In der ländlichen Region der Gemeinde Algeciras in der Provinz Huila hat die Gewaltwelle, die schon in den letzten Monaten zu beobachten war, nun ihren Höhepunkt mit einem Massaker, aber auch mit der Verhaftung von einem Anführer der dissidentischen Struktur der FARC-EP, Zweites Marquetalia, erreicht, der in der Nacht zuvor von Armee und Polizei gestellt wurde.
Vier Tote und zwei Verwundete sind bisher das Resultat eines Angriffs einer bewaffneten Struktur in der ländlichen Region von Algeciras, die seit Jahrzehnten ein Schauplatz des bewaffneten Konfliktes ist.
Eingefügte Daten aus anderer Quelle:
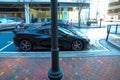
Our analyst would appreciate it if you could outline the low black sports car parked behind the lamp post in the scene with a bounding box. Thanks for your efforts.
[14,26,90,51]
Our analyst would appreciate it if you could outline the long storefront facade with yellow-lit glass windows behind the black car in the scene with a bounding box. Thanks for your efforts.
[0,0,90,23]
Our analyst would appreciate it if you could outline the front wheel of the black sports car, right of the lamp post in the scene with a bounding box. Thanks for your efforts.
[72,40,84,51]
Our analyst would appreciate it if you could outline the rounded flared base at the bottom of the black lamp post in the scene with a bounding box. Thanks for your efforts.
[48,69,63,80]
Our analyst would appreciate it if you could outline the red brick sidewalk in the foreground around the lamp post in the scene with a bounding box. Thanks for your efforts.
[0,56,120,80]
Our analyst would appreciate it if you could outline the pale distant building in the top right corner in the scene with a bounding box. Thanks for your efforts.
[108,0,120,19]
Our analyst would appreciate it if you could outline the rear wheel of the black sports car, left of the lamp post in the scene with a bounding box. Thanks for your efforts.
[20,40,33,51]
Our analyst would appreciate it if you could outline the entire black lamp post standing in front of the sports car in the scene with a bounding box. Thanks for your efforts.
[48,0,63,80]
Aufgrund seiner geostrategischen Lage in den Bergen der östlichen Kordillere zwischen den Provinzen Huila und Caquetá gilt sie als Bastion der Guerilla. Andere Nachrichten sprechen von zwei Toten und mehreren verschwundenen Personen.
Nun gibt es laut Augenzeugenberichten einen vorläufigen Höhepunkt, als bewaffnete Personen in einem viertürigen Auto und auf Motorrädern am Donnerstagabend in den Ort Quebradón Sur eindrangen und gezielt das Feuer auf die Familie des ehemaligen Mitglied der FARC, Nencer Barrera alias „Cuajo“, eröffneten. Dieser war Mitglied der mobilen Kolonne Teófilo Forero, aus der es wiederholt Übertritte zu den sich neu bewaffneten Strukturen gibt.
Noch sind die Meldungen unübersichtlich, aber bisher geht man bei einem Teil der Toten von Familienmitgliedern des ehemaligen FARC-Kämpfers aus. Seit einiger Zeit gibt es in der ländlichen Region Vertreibungen und Morde an ehemaligen Mitgliedern FARC, weil diese durch Entwaffnung und Mitarbeit zur Aufarbeitung des Konfliktes, aber auch durch ihre Friedensprojekte vor Ort als Verräter der neuen FARC-EP gelten, die den bewaffneten Kampf fortführen will.
Allen Anschein nach steht der Angriff auch im Zusammenhang mit der Festnahme von alias „Hermes Suárez“, dem derzeitigen Anführer einer bewaffneten Struktur der FARC-EP, Zweites Marquetalia, die sich Einheit Óscar Mondragón nennt. Diese war in der zurückliegenden Zeit für viele Angriffe bekannt. Mit alias „Hermes“ verliert die Guerilla eine Person mit langjähriger Erfahrung in der Guerilla, denn vor dem Friedensprozess war er Teil der mobilen Kolonne Teófilo Forero und in der Kompanie Ayiber González aktiv.
Aber die Neuformierung der Guerilla ist nicht nur mit Gewalt verbunden, mit der die territoriale Kontrolle wiederhergestellt werden soll. Auch unübersichtlich ist der Formierungsprozess an sich, denn in den zurückliegenden Jahren gab es auch Flugblätter der Einheit Manuel Marulanda Vélez. Noch ist also nicht ganz klar, wer die Verursacher sind, wie die Guerilla aufgebaut ist und vor allem zu welcher FARC-EP sie gehören, die sich in zwei derzeitige Linien gespalten hat.
Zudem zeigt der Fall, wie ernst die Bedrohung für sich im Wiedereingliederungsprozess befindlichen ehemaligen FARC-Mitglieder ist, die von der „neuen“ FARC-EP als Verräter angesehen werden. Besonders Algeciras steht für den Konflikt unter den ehemaligen Gesinnungsbrüdern, weil hier die mobile Kolonne Teófilo Forero als Eliteeinheit sehr stark war und es nun auf beiden Seiten Kämpfer für den Frieden oder Kämpfer mit der Waffe gibt.